Improvizone gigs will be back at the end of July. Meanwhile, I've either been to or played at a few other gigs over the last couple of weeks.
California-based looping percussionist Rick Walker played a Klinker Club evening a couple of weeks ago on 20 June 2008. I went with Mike to watch him downstairs in Maggie's Bar in Stoke Newington. When he finally got to play at 11pm, after an interminable half hour of chronically grating poetry [sic] from Klinker-meister Hugh Metcalfe, and further 10 minutes of Rick trying to find an electricity supply after someone unplugged him, what I could hear was teriffic. Pitch-shifting exotic percussion noises into quasi-tuned loops, beatboxing and howling indescribable noises into his mic, the orange-clad RW was brilliant.
Sadly, he was in a totally unsuitable venue. Upstairs there was a sing-along-to-pop-songs evening going on, really loudly. The intricate Walker sounds constantly struggled against it. Every five seconds, someone opened the door to come downstairs to the bog, or go back upstairs again afterwards, each time letting in a huge rush of generic pop that overwhelmed him completely.
As I waited for Rick to begin, suppressing the urge to take out my car keys and disappear off home to escape the Hugh Metcalfe stream-of-conscious onslaught (Mike had sensibly caught a train some time before), I took some video underneath a frosted glass floor from the bottom of the stairs, of dancing shoes casting oddly sourced shadows as their owners jigged around to pop standards. Good improvizone projection material.
Also in the audience was one Jeremy Tranter, who did a heady Improvizone gig with us in April last year at Imbibe. Hadn't seen him since. None of us missed the rucking suited drunks.
A week after Rick's Klinker showing, there were a couple of Aimless Mules gigs. First we played a Friday night at the Plough on 27 June 2008. Improvizone nights are usually on a Wednesday there, the Mules had played there on a Thursday, I wondered how the Friday would compare. Answer: more people in the bar area, very few interested in the live music. Some drifted in later on though, drunk as bastards, leaving us wondering how we were ever going to get off the stage while they shouted out for more songs. It was OK. Nick's bass amp had a bad connection at the input. Immediately in the first song it started cutting out, scarring his whole evening. Usually when one person starts to have a bad gig it propagates through the rest of the band, and things started to go wrong all over the songs. Nothing critical though, and I think it wasn't a bad gig at all.
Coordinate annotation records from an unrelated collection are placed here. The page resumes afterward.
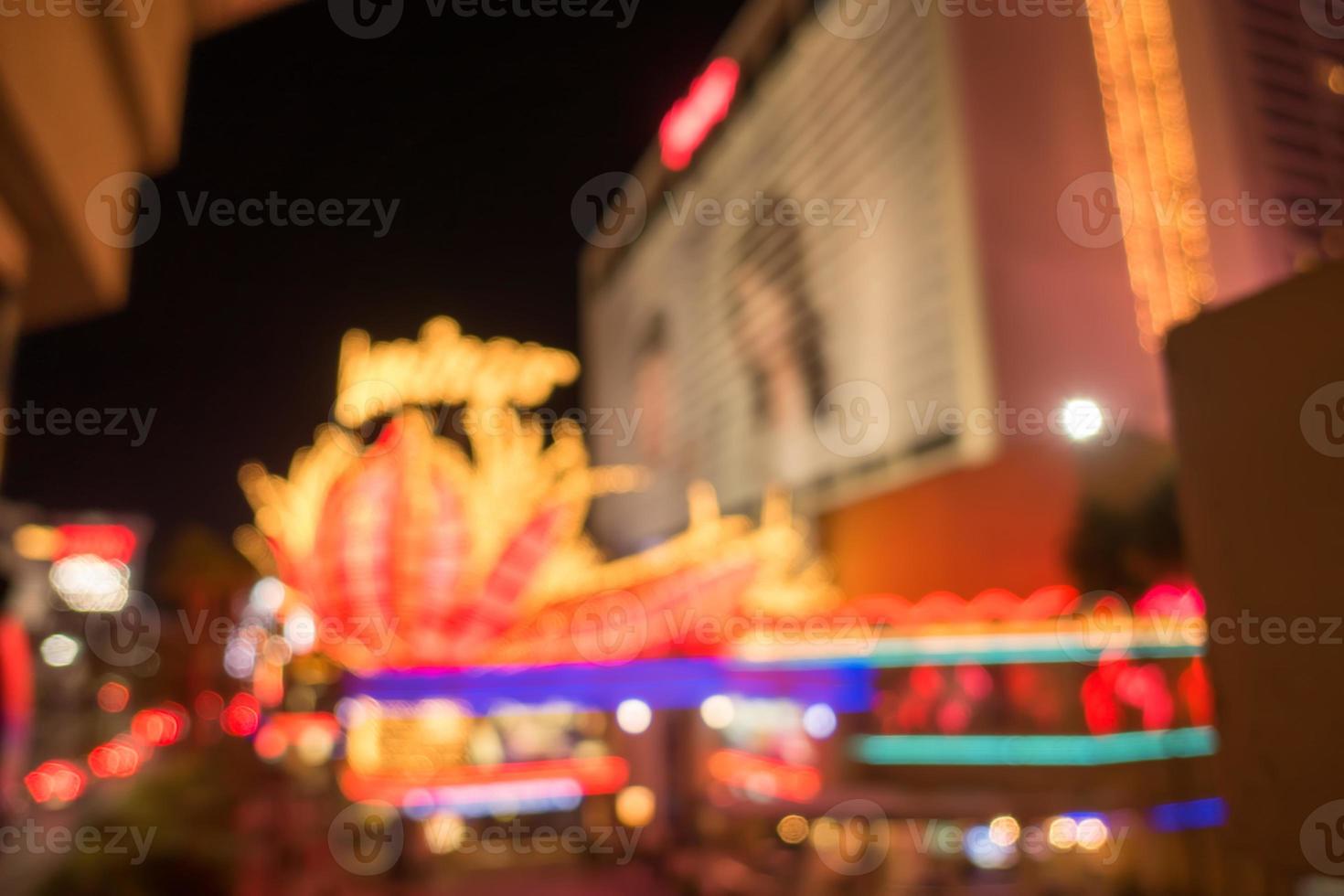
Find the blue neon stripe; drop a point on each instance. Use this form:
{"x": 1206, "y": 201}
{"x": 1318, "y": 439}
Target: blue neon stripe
{"x": 1192, "y": 815}
{"x": 1034, "y": 750}
{"x": 907, "y": 653}
{"x": 663, "y": 684}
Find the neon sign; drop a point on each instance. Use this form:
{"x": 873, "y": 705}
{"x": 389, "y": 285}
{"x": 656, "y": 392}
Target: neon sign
{"x": 692, "y": 117}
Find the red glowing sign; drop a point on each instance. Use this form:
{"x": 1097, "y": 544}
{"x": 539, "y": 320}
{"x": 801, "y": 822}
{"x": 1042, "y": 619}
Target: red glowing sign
{"x": 106, "y": 541}
{"x": 692, "y": 117}
{"x": 56, "y": 781}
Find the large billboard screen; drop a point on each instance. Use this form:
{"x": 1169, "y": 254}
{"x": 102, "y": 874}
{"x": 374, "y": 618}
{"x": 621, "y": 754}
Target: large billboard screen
{"x": 800, "y": 293}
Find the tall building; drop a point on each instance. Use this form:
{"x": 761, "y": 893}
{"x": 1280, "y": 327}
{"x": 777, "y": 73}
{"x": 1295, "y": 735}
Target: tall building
{"x": 914, "y": 261}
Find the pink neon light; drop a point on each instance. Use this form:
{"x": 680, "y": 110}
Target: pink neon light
{"x": 692, "y": 117}
{"x": 108, "y": 541}
{"x": 765, "y": 776}
{"x": 593, "y": 775}
{"x": 945, "y": 607}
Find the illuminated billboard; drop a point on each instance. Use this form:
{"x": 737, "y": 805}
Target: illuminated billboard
{"x": 795, "y": 294}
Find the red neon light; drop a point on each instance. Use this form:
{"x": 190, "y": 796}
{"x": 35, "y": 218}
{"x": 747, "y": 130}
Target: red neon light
{"x": 240, "y": 716}
{"x": 117, "y": 758}
{"x": 106, "y": 541}
{"x": 692, "y": 117}
{"x": 593, "y": 775}
{"x": 765, "y": 776}
{"x": 56, "y": 781}
{"x": 159, "y": 727}
{"x": 945, "y": 607}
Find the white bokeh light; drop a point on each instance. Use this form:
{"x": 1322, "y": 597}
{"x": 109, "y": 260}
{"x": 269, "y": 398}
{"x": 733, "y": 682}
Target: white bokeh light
{"x": 634, "y": 716}
{"x": 1083, "y": 418}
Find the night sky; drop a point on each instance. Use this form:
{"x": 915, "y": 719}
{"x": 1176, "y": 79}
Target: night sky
{"x": 484, "y": 129}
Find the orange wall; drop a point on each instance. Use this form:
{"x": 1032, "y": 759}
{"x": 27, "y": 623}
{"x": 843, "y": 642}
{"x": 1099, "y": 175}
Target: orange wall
{"x": 998, "y": 526}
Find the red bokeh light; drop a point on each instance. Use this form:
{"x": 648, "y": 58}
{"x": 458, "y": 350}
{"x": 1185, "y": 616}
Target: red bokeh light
{"x": 113, "y": 696}
{"x": 56, "y": 781}
{"x": 242, "y": 716}
{"x": 106, "y": 541}
{"x": 117, "y": 758}
{"x": 692, "y": 117}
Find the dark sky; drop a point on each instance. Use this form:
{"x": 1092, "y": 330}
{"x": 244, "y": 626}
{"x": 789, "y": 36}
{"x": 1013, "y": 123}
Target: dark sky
{"x": 484, "y": 128}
I got a second chance to try out some visuals. At the last Improvizone gig I took in a DVD, which had taken me an age to burn using the crappy DVD software on my Windows laptop, and didn't play very well in the Plough's worn player. Good then that the boffin sector of my brain had made a mental note that the Plough's projector is connected using a composite video lead. My phone can play mp4s and has a composite video output. So this time I took in one long mp4 put together from rehearsal videos Chas and I took a couple of weeks before. Joining together my compressed AVIs into one mp4 using MOVAVI is much easier and quicker than burning them onto a DVD, and I can work my phone much better than the tempramental DVD player at the Plough. Except I forgot to set my phone to flight mode. Someone rang me in the middle of the gig.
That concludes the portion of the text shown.